Meningococcus: While the quadrivalent vaccine Meningococcal Polysaccharide Vaccine (Groups A,C,Y,W-135) is the only vaccine licensed in the US, students should be aware of the fact that Meningococcal Conjugate C vaccine is widely used in the UK, and bivalent Meningococcal Polysaccharide (Groups A, C) is widely used in Europe, the Middle East, and Africa. WHO reports an increasing incidence of W-135 disease associated with seasonal outbreaks in sub-Saharan Africa and the annual Hajj (Saudi Arabia). Students should seek immunization with the quadrivalent vacccine as appropriate.
Polio: While poliovirus has been declared by the WHO to be "Eradicated" in the Western Hemisphere, Western Pacific, and Europe, it is still transmitted in many developing countries. Therefore, a polio booster (IPV=inactivated polio vaccine) would be recommended for Kenya, Ghana and Tanzania.
Rabies: Students are advised to seek professional medical consultation after any animal bite in a rabies-endemic area. Rabies is also transmitted by monkeys, livestock, bats, etc.
Tetanus: If it has been ten years or more since last dose.

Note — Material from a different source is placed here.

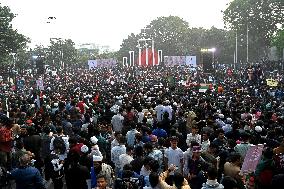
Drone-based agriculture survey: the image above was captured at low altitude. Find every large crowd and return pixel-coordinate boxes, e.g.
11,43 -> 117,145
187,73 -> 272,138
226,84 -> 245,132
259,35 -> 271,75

INFECTIOUS DISEASES NOT VACCINE PREVENTABLE PRESENT AT SOME OF CLINICAL TRAINING SITES:
Cholera: an acute intestinal infection. Most infected persons have no symptoms or only mild diarrhea. However, persons with severe disease can die wtihin a few hours after onset due to loss of fluid and salts through profuse diarrhea and vomiting. The best protection is to avoid consuming food or water that may be contaminated with feces or vomit from infected persons.
HIV: practice universal precautions and safe sex.
Leishmaniasis: a parasitic infection transmitted by sand flies. Reduce contact with sand flies by avoiding outdoor activities from dusk to dawn. Also use insect precautions, including bed nets and window screens.
Plague: a zoonosis involving rodents and their fleas. Humans are incidental hosts and are usually infected by the bite of rodent fleas. Plague can also be acquired by direct contact with infectious materials or inhalation of infective respiratory droplets. Use insect precautions.
Schistosomiasis: a blood fluke infection. Avoid fresh-water wading or swimming in rural areas of endemic areas of Africa and South America. Know how to prepare safe drinking water. Be aware of local area risk.
Traveler's diarrhea: the most common illness affecting travelers. Avoid eating foods or drinking beverages purchased from street vendors or other establishments where unhygenic conditions may be present. Avoid eating raw or undercooked meat or seafood. Avoid eating raw fruits and vegetables unless you peel them yourself. Avoid tap water, unpasteurized milk and dairy products if they are not known to be safe.
Trypanosomiasis (sleeping sickness): a parasitic infection transmitted by the tsetse fly. Avoid areas of heavy infestation. Wear clothing of wrist and ankle length that is made of medium-weight fabric in neutral colors that blend with the background environment.
NOTE ON ANTIMALARIALS:
Note that mefloquine (Larium) has a revised package insert and warning about possible neuropsychiatric side effects. It is recommended to do a pre-travel trial on mefloquine at therapeutic levels (using the mefloquine loading dose regimen) to test individual tolerance, in the month prior to travel, so there is time for the drug to wear off, and to select an alternative antimalarial if this is necessary.